Was ist da los mit den Medien in Österreich? Eigentlich dasselbe wie anderswo in Europa. Die kalifornischen Tech-Giganten ziehen die Werbeerlöse und die Aufmerksamkeit des Publikums ab, die Digital-Erlöse können die Verluste nicht annähernd ausgleichen, der Ruf nach mehr staatlicher Hilfe wird (noch) lauter, es tobt eine Debatte um die Zukunft der öffentlich-rechtlichen Medien.

Zusätzlich kämpft die Branche in Österreich noch damit, dass der eigene Markt so klein ist und diesen großen Nachbarn Deutschland hat, mit dem ihn die Sprache verbindet. Alleine ProSieben kam im Vorjahr in Österreich in der Zielgruppe der 12- bis 49-Jährigen auf einen Marktanteil von 8,4 Prozent. Das ist weit mehr als der stärkste in Wien produzierende Privatsender für sich verbuchen kann, Puls4 – der ohnehin zur selben deutschen Gruppe gehört.

Seit dem Antritt der ÖVP/FPÖ-Koalition Ende vergangenen Jahres ist die Gereiztheit gestiegen.
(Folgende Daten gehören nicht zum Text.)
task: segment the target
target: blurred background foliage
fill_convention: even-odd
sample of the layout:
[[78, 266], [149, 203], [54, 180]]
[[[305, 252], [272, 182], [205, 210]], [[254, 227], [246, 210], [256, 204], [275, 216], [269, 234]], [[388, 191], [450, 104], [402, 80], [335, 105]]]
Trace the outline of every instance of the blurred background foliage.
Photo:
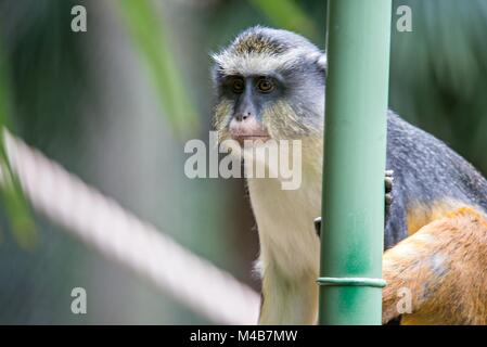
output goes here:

Das Verhältnis von FPÖ zum Journalismus verdeutlichte der verstorbene Parteichef Jörg Haider 1993 mit dem Satz: „Wenn ich etwas zu reden habe, wird in den Redaktionsstuben weniger gelogen.“

Im Wahlkampf hatte die FPÖ versprochen, die ORF-Gebühren abzuschaffen und den öffentlich-rechtlichen Rundfunk – wie nun auch in Dänemark – aus dem Staatsbudget zu finanzieren. Die ÖVP hält sich bei dieser Frage bedeckt, aber es trug nicht zur Beruhigung bei, als der nunmehrige Medienminister Gernot Blümel im Wahlkampf erzählte, er bezahle nur die Radio-Gebühr, da er keinen TV-Apparat besitze. (Eine geräteunabhängige Haushaltsabgabe wie in Deutschland ist in Österreich vorerst vom Tisch.)

Eine Milliarde Euro Preisgeld

ORF-Generaldirektor Alexander Wrabetz strukturierte jedenfalls kurz nach der Kür Stegers zum Stiftungsratsvorsitzenden die TV-Nachrichtenredaktion um, ersetzte den Chefredakteur durch zwei seiner Mitarbeiter, die nur sehr geringe Führungserfahrung vorweisen können, und gab im Medienmagazin des Radiosenders Ö1 zu, dass die Jobbeschreibung auch gewisse Fähigkeiten im Lobbying beinhaltet hätte.

Was die Regierung tatsächlich plant, vielleicht niedrigere ORF-Gebühren als Kompromiss – man weiß es nicht. Es hieß: Erst warten wir eine Arbeitstagung ab, die so genannte Medienenquete, dann schauen wir mal. Eine Vorgabe machte Blümel der Branche dann aber doch: Ab sofort wird zusammengearbeitet! Der ORF solle den privaten Medienhäusern dabei „Steigbügelhalter“ und „Schuhlöffel“ sein.

Diese Woche ist es nun so weit. Am Donnerstag und Freitag versammelt sich die Branche im Wiener Museumsquartier. Das Spielfeld wird durch die Keynotes abgesteckt: Es sprechen Axel-Springer-Chef Matthias Döpfner, EU-Kommissarin Vera Jourova und Gerhard Zeiler.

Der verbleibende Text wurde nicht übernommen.